Fast and Furious: A study on Monotonicity and Speed in Cops-and-Robber Games

TL;DR

This paper explores various monotonicity and speed variants in Cops-and-Robber games, revealing how these factors influence graph parameters like path-width and tree-width, and establishing bounds and characterizations for different game variants.

Contribution

It provides a comprehensive analysis of monotonicity and speed effects in Cops-and-Robber games, characterizing copwidth and path-width relationships across multiple variants.

Findings

Cop-monotone invisible lazy copwidth characterizes path-width.

Path-width can be arbitrarily larger than cops needed in certain variants.

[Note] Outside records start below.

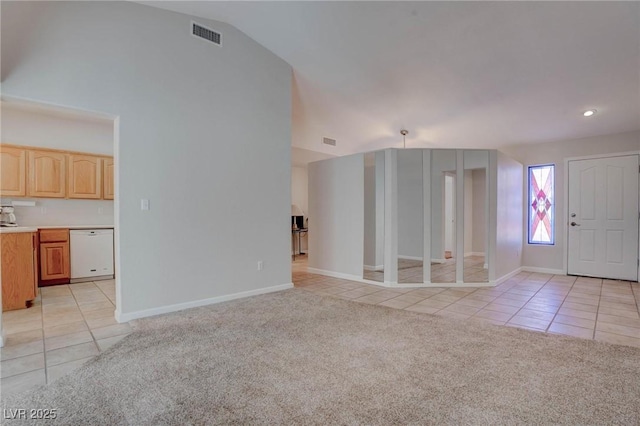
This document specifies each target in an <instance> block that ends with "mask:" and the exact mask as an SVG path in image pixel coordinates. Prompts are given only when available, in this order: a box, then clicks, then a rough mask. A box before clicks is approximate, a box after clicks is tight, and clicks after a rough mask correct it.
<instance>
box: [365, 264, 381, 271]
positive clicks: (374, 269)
mask: <svg viewBox="0 0 640 426" xmlns="http://www.w3.org/2000/svg"><path fill="white" fill-rule="evenodd" d="M362 268H363V269H364V270H365V271H374V272H375V271H383V270H384V265H376V266H372V265H364V266H363V267H362Z"/></svg>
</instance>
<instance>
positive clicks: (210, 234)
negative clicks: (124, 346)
mask: <svg viewBox="0 0 640 426" xmlns="http://www.w3.org/2000/svg"><path fill="white" fill-rule="evenodd" d="M192 20H195V21H197V22H200V23H202V24H203V25H206V26H208V27H212V28H214V29H216V30H217V31H220V32H221V33H222V36H223V40H224V42H223V45H222V46H216V45H213V44H211V43H209V42H205V41H204V40H201V39H197V38H195V37H193V36H191V35H190V31H189V28H190V25H191V21H192ZM27 25H28V26H29V27H30V28H36V29H37V30H36V31H26V32H25V31H24V28H25V26H27ZM1 27H2V91H3V96H8V97H14V98H21V99H32V100H35V101H38V102H42V103H49V104H55V105H61V106H66V107H70V108H75V109H80V110H87V111H97V112H102V113H106V114H109V115H112V116H114V117H118V121H117V123H118V132H117V134H116V140H117V143H116V147H115V154H116V155H115V157H116V167H117V171H116V196H117V198H118V199H117V201H116V227H117V229H118V231H117V236H116V241H117V242H118V247H119V251H118V252H117V257H118V258H119V260H120V267H119V271H120V275H119V279H118V280H117V283H116V291H117V298H118V303H117V306H118V318H120V319H121V320H127V319H131V318H135V317H137V316H145V315H151V314H154V313H159V312H164V311H167V310H174V309H179V308H181V307H188V306H194V305H197V304H204V303H210V302H211V301H216V300H220V298H221V297H229V296H230V295H237V294H241V293H243V292H245V293H244V294H247V293H246V292H250V294H255V293H259V292H263V291H270V290H273V289H279V288H285V287H288V286H290V281H291V271H290V247H291V243H290V235H291V234H290V226H291V225H290V214H291V213H290V209H291V193H290V191H289V189H288V188H289V185H290V183H291V67H290V66H289V65H288V64H287V63H286V62H284V61H283V60H282V59H280V58H279V57H277V56H276V55H274V54H273V53H271V52H269V51H268V50H267V49H265V48H264V47H263V46H261V45H259V44H258V43H256V42H255V41H253V40H252V39H250V38H249V37H247V36H246V35H245V34H244V33H242V32H241V31H238V30H237V29H235V28H233V27H232V26H229V25H227V24H224V23H221V22H215V21H210V20H206V19H202V18H194V17H192V16H188V15H183V14H179V13H173V12H167V11H164V10H160V9H157V8H153V7H148V6H144V5H141V4H137V3H132V2H3V4H2V26H1ZM159 29H160V30H159ZM141 199H147V200H150V207H151V209H150V210H145V211H142V210H141V209H140V200H141ZM258 261H262V262H263V265H264V268H263V270H258V268H257V267H256V265H257V262H258ZM178 284H179V285H178Z"/></svg>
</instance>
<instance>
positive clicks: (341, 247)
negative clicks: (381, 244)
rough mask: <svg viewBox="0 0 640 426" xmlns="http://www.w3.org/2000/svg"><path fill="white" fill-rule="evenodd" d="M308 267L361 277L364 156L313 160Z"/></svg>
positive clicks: (340, 273) (310, 199)
mask: <svg viewBox="0 0 640 426" xmlns="http://www.w3.org/2000/svg"><path fill="white" fill-rule="evenodd" d="M308 170H309V216H310V217H311V218H313V219H312V221H310V222H309V263H308V265H309V267H310V268H315V269H320V270H324V271H331V272H333V273H338V274H343V275H350V276H353V277H362V266H363V261H364V248H363V241H364V208H363V206H364V155H363V154H355V155H349V156H346V157H339V158H335V159H330V160H324V161H317V162H314V163H310V164H309V166H308Z"/></svg>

Bounded expansion graphs have bounded copwidth across all speeds.

Abstract

In this paper, we study different variants of the Cops-and-Robber game with respect to cop- and robber\-/monotonicity. We study a visible and invisible robber and variants where the robber is lazy, thus can only move when the cops announce to move on top of him. In all four combinations, we also vary the number $s$ of edges that the robber can traverse in a single round, called speed. We complete the study of the unbounded speed case by showing that, besides the active variants, also the visible lazy variant has both the cop- and robber\-/monotonicity property. Furthermore, we prove that the cop\-/monotone invisible lazy copwidth characterizes path-width, while the non\-/monotone and robber\-/monotone is known to characterize tree-width, thus these variants differ even in the unbounded speed case. We find that, even with speed restriction, the cop\-/monotone invisible copwidth and the robber\-/monotone invisible active copwidth all characterize path-width. On the other hand, we show that the path-width of a graph can be arbitrarily larger than the number of cops needed to win the non\-/monotone invisible active variant. To complete our study of cop\-/monotone variants, we show that also in the visible variants the cop\-/monotone copwidth can be arbitrarily larger than the non\-/monotone. Regarding robber\-/monotonicity, for all speeds $s\geq 4$, we give graphs where the non\-/monotone and robber\-/monotone copwidth differ. On the other hand, we prove that there is a function that bounds the robber\-/monotone copwidth in terms of the non\-/monotone copwidth and the speed, thus the gap between the variants is bounded. This proof also yields that a graph class has bounded expansion if and only if, for every speed $s$, the number of cops needed in any robber\-/monotone lazy variant is bounded by some constant $c(s)$.